Mrs. Hess is an intelligent lady, and evidently was very devoted to her husband. She has two small children, both girls, the elder about 5 and the younger about 1 year of age. She did not learn of her husband's death until this morning, long after The News was on the streets and for a season she was overwhelmed with grief.  Later in the day she became more composed and talked quite freely with those who wished to make inquiry.  She came to Denison with her husband and children from Durant, I.T., about Jan. 4 of this year. Their home prior to removing to Durant was at Binkley, Ark., in which place Mr. Hess engaged in the dry goods business.  A man by the name of Bob Reed had her husband arrested on a charge of selling whisky, but the lady stated that the charge was not sustained.  Some time afterward, Reed was assassinated.

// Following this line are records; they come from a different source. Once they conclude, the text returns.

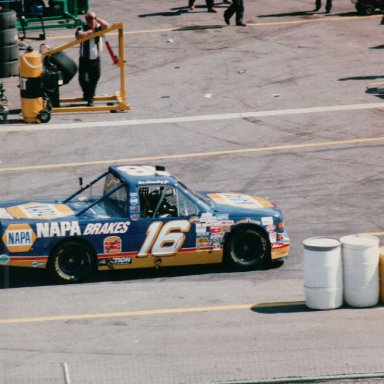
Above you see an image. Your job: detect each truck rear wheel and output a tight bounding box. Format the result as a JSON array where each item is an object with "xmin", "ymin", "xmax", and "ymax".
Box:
[{"xmin": 226, "ymin": 227, "xmax": 269, "ymax": 270}]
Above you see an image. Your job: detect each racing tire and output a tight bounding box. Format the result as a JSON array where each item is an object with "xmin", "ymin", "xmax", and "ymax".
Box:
[
  {"xmin": 49, "ymin": 240, "xmax": 95, "ymax": 283},
  {"xmin": 0, "ymin": 60, "xmax": 19, "ymax": 79},
  {"xmin": 0, "ymin": 28, "xmax": 19, "ymax": 47},
  {"xmin": 49, "ymin": 51, "xmax": 77, "ymax": 85},
  {"xmin": 226, "ymin": 227, "xmax": 270, "ymax": 271},
  {"xmin": 37, "ymin": 109, "xmax": 51, "ymax": 123},
  {"xmin": 0, "ymin": 10, "xmax": 17, "ymax": 31}
]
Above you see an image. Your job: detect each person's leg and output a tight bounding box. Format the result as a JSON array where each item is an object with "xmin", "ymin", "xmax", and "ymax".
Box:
[
  {"xmin": 79, "ymin": 57, "xmax": 89, "ymax": 100},
  {"xmin": 224, "ymin": 2, "xmax": 236, "ymax": 25},
  {"xmin": 206, "ymin": 0, "xmax": 217, "ymax": 13},
  {"xmin": 87, "ymin": 59, "xmax": 101, "ymax": 104},
  {"xmin": 234, "ymin": 0, "xmax": 245, "ymax": 26}
]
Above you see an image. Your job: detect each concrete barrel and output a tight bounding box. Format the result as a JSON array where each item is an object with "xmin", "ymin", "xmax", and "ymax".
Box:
[
  {"xmin": 340, "ymin": 235, "xmax": 379, "ymax": 308},
  {"xmin": 303, "ymin": 237, "xmax": 343, "ymax": 309}
]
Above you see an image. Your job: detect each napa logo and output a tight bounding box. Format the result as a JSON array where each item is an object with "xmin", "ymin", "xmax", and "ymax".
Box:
[
  {"xmin": 2, "ymin": 224, "xmax": 36, "ymax": 252},
  {"xmin": 0, "ymin": 255, "xmax": 9, "ymax": 265}
]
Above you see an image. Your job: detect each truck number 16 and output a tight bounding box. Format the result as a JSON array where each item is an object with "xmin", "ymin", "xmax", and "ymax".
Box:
[{"xmin": 137, "ymin": 220, "xmax": 191, "ymax": 257}]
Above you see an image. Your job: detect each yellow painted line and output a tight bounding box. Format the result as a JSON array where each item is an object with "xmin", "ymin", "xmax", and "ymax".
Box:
[
  {"xmin": 363, "ymin": 232, "xmax": 384, "ymax": 237},
  {"xmin": 46, "ymin": 14, "xmax": 382, "ymax": 40},
  {"xmin": 0, "ymin": 136, "xmax": 384, "ymax": 173},
  {"xmin": 0, "ymin": 301, "xmax": 303, "ymax": 324}
]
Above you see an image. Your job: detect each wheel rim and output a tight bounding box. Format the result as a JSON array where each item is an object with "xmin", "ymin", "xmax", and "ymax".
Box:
[
  {"xmin": 55, "ymin": 244, "xmax": 92, "ymax": 281},
  {"xmin": 231, "ymin": 231, "xmax": 265, "ymax": 265}
]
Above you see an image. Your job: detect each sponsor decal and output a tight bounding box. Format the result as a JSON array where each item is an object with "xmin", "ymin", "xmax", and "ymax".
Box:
[
  {"xmin": 261, "ymin": 216, "xmax": 273, "ymax": 225},
  {"xmin": 269, "ymin": 232, "xmax": 277, "ymax": 243},
  {"xmin": 209, "ymin": 225, "xmax": 223, "ymax": 233},
  {"xmin": 104, "ymin": 236, "xmax": 121, "ymax": 254},
  {"xmin": 83, "ymin": 221, "xmax": 130, "ymax": 236},
  {"xmin": 36, "ymin": 221, "xmax": 81, "ymax": 238},
  {"xmin": 236, "ymin": 218, "xmax": 261, "ymax": 225},
  {"xmin": 137, "ymin": 180, "xmax": 169, "ymax": 185},
  {"xmin": 99, "ymin": 257, "xmax": 132, "ymax": 266},
  {"xmin": 0, "ymin": 255, "xmax": 9, "ymax": 265},
  {"xmin": 196, "ymin": 237, "xmax": 209, "ymax": 248},
  {"xmin": 36, "ymin": 221, "xmax": 130, "ymax": 238},
  {"xmin": 7, "ymin": 203, "xmax": 74, "ymax": 220},
  {"xmin": 32, "ymin": 261, "xmax": 47, "ymax": 268},
  {"xmin": 2, "ymin": 224, "xmax": 36, "ymax": 252},
  {"xmin": 129, "ymin": 196, "xmax": 139, "ymax": 205},
  {"xmin": 0, "ymin": 208, "xmax": 13, "ymax": 219},
  {"xmin": 208, "ymin": 193, "xmax": 273, "ymax": 209}
]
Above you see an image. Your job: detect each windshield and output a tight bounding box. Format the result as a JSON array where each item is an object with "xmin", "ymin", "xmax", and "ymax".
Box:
[
  {"xmin": 177, "ymin": 179, "xmax": 211, "ymax": 211},
  {"xmin": 63, "ymin": 172, "xmax": 128, "ymax": 216}
]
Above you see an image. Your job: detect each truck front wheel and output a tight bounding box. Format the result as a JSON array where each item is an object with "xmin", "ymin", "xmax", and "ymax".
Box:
[{"xmin": 49, "ymin": 241, "xmax": 94, "ymax": 283}]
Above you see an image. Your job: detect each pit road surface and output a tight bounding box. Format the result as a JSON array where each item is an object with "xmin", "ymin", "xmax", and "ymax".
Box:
[{"xmin": 0, "ymin": 0, "xmax": 384, "ymax": 384}]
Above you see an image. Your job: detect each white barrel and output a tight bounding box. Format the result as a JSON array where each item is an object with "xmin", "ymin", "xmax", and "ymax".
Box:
[
  {"xmin": 340, "ymin": 235, "xmax": 379, "ymax": 308},
  {"xmin": 379, "ymin": 247, "xmax": 384, "ymax": 304},
  {"xmin": 303, "ymin": 237, "xmax": 343, "ymax": 309}
]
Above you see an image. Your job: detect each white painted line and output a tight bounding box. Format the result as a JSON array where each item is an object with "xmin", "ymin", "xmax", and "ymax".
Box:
[
  {"xmin": 63, "ymin": 362, "xmax": 71, "ymax": 384},
  {"xmin": 4, "ymin": 103, "xmax": 384, "ymax": 132}
]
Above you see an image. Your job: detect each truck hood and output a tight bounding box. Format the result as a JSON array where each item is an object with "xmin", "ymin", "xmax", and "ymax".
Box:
[
  {"xmin": 199, "ymin": 192, "xmax": 278, "ymax": 214},
  {"xmin": 0, "ymin": 200, "xmax": 87, "ymax": 220}
]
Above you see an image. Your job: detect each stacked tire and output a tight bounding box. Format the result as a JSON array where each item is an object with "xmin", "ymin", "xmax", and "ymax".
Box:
[{"xmin": 0, "ymin": 10, "xmax": 19, "ymax": 79}]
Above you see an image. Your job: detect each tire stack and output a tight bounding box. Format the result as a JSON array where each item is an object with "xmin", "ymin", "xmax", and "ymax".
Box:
[{"xmin": 0, "ymin": 10, "xmax": 19, "ymax": 79}]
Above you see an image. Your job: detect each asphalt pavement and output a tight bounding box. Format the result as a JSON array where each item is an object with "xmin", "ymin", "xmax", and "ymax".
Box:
[{"xmin": 0, "ymin": 0, "xmax": 384, "ymax": 384}]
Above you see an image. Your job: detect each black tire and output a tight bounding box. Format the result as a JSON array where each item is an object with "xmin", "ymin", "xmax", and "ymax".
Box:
[
  {"xmin": 49, "ymin": 240, "xmax": 95, "ymax": 283},
  {"xmin": 49, "ymin": 51, "xmax": 77, "ymax": 85},
  {"xmin": 0, "ymin": 61, "xmax": 19, "ymax": 79},
  {"xmin": 0, "ymin": 28, "xmax": 19, "ymax": 47},
  {"xmin": 225, "ymin": 227, "xmax": 270, "ymax": 270},
  {"xmin": 37, "ymin": 109, "xmax": 51, "ymax": 123},
  {"xmin": 0, "ymin": 44, "xmax": 19, "ymax": 65},
  {"xmin": 0, "ymin": 10, "xmax": 17, "ymax": 31},
  {"xmin": 363, "ymin": 5, "xmax": 376, "ymax": 16}
]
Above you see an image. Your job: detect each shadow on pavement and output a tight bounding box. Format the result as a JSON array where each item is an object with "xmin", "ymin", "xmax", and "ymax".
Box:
[
  {"xmin": 0, "ymin": 260, "xmax": 284, "ymax": 290},
  {"xmin": 257, "ymin": 9, "xmax": 360, "ymax": 17}
]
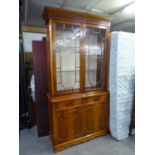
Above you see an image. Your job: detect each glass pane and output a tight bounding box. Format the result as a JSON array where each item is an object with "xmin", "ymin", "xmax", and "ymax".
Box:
[
  {"xmin": 55, "ymin": 24, "xmax": 80, "ymax": 92},
  {"xmin": 85, "ymin": 28, "xmax": 105, "ymax": 88}
]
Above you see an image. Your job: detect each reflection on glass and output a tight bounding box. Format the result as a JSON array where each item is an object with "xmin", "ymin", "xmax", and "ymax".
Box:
[
  {"xmin": 55, "ymin": 24, "xmax": 80, "ymax": 91},
  {"xmin": 85, "ymin": 28, "xmax": 105, "ymax": 88}
]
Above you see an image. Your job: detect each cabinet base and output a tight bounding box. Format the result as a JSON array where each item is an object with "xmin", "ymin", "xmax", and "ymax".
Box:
[{"xmin": 53, "ymin": 130, "xmax": 109, "ymax": 152}]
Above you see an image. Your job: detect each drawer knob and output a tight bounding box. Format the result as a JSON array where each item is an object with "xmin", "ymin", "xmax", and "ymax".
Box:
[{"xmin": 66, "ymin": 101, "xmax": 74, "ymax": 106}]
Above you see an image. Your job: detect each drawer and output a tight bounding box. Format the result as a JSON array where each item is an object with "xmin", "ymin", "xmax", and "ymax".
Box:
[
  {"xmin": 55, "ymin": 99, "xmax": 83, "ymax": 109},
  {"xmin": 85, "ymin": 95, "xmax": 108, "ymax": 103}
]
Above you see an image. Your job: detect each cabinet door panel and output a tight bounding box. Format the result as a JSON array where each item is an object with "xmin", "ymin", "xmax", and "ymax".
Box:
[
  {"xmin": 85, "ymin": 102, "xmax": 108, "ymax": 134},
  {"xmin": 56, "ymin": 107, "xmax": 83, "ymax": 142}
]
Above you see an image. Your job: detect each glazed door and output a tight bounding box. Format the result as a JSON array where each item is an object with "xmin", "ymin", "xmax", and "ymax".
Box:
[
  {"xmin": 85, "ymin": 102, "xmax": 108, "ymax": 134},
  {"xmin": 84, "ymin": 25, "xmax": 107, "ymax": 91},
  {"xmin": 54, "ymin": 21, "xmax": 81, "ymax": 94},
  {"xmin": 56, "ymin": 107, "xmax": 83, "ymax": 143}
]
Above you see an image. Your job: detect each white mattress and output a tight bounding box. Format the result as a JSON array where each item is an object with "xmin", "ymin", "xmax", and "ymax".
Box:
[{"xmin": 109, "ymin": 32, "xmax": 135, "ymax": 140}]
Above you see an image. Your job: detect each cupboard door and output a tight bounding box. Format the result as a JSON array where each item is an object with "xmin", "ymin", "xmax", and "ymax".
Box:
[
  {"xmin": 56, "ymin": 107, "xmax": 83, "ymax": 143},
  {"xmin": 85, "ymin": 102, "xmax": 108, "ymax": 134}
]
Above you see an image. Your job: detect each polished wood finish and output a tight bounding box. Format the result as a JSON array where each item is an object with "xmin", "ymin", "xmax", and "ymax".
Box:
[
  {"xmin": 43, "ymin": 7, "xmax": 111, "ymax": 27},
  {"xmin": 22, "ymin": 26, "xmax": 47, "ymax": 33},
  {"xmin": 32, "ymin": 41, "xmax": 49, "ymax": 137},
  {"xmin": 43, "ymin": 8, "xmax": 110, "ymax": 152}
]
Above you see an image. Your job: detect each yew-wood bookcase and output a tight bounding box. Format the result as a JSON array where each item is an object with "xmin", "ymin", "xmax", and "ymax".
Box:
[{"xmin": 43, "ymin": 7, "xmax": 111, "ymax": 152}]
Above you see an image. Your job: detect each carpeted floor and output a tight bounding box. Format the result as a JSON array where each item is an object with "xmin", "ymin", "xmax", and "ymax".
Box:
[{"xmin": 19, "ymin": 127, "xmax": 135, "ymax": 155}]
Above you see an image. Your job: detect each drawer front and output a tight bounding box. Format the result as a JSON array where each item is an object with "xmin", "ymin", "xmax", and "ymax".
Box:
[
  {"xmin": 55, "ymin": 99, "xmax": 83, "ymax": 109},
  {"xmin": 85, "ymin": 95, "xmax": 108, "ymax": 103}
]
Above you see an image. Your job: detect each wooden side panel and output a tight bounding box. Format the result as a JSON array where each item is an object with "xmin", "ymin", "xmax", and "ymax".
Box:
[
  {"xmin": 85, "ymin": 102, "xmax": 108, "ymax": 134},
  {"xmin": 32, "ymin": 41, "xmax": 49, "ymax": 136},
  {"xmin": 56, "ymin": 107, "xmax": 83, "ymax": 144}
]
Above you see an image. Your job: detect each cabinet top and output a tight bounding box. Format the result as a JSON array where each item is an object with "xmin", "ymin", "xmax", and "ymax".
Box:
[{"xmin": 43, "ymin": 7, "xmax": 111, "ymax": 27}]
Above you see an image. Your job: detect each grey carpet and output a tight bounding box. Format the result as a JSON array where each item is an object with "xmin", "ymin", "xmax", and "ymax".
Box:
[{"xmin": 19, "ymin": 127, "xmax": 135, "ymax": 155}]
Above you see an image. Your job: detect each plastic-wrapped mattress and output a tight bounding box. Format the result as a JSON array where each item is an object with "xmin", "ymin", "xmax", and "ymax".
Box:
[{"xmin": 109, "ymin": 32, "xmax": 135, "ymax": 140}]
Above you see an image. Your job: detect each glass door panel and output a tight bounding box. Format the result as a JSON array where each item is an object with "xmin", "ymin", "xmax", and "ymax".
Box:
[
  {"xmin": 55, "ymin": 23, "xmax": 80, "ymax": 92},
  {"xmin": 85, "ymin": 27, "xmax": 105, "ymax": 88}
]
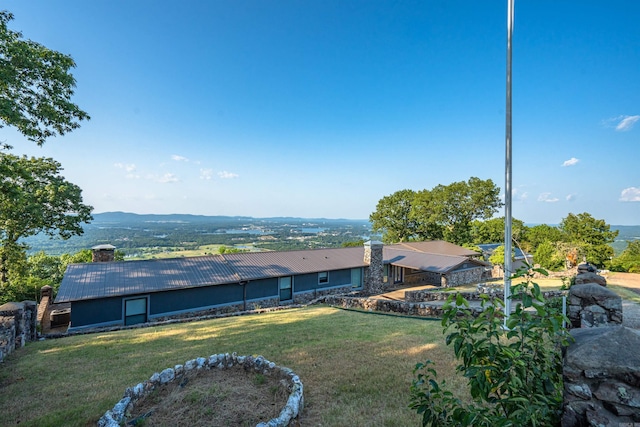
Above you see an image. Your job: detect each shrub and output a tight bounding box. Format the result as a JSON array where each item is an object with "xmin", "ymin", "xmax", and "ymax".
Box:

"My husband," said Mrs. Hess, "had nothing to do with the assassination, as he was not in the country, but he had telegrams continually warning him to look out, as the officers were after him."  Continuing Mrs. Hess said: "My husband could not get work in Denison, so he left for Fort Worth. This morning I received a letter containing $50 from him. I was expecting him home and I cannot believe he committed the deed of his own accord. He has money coming to him from parties residing in Arkansas and I have had good reason to believe for some time that parties were trying to kill him. Last week he was drugged by poison in whisky in Denison."
Mrs. Hess left for Fort Worth to be present at the burial.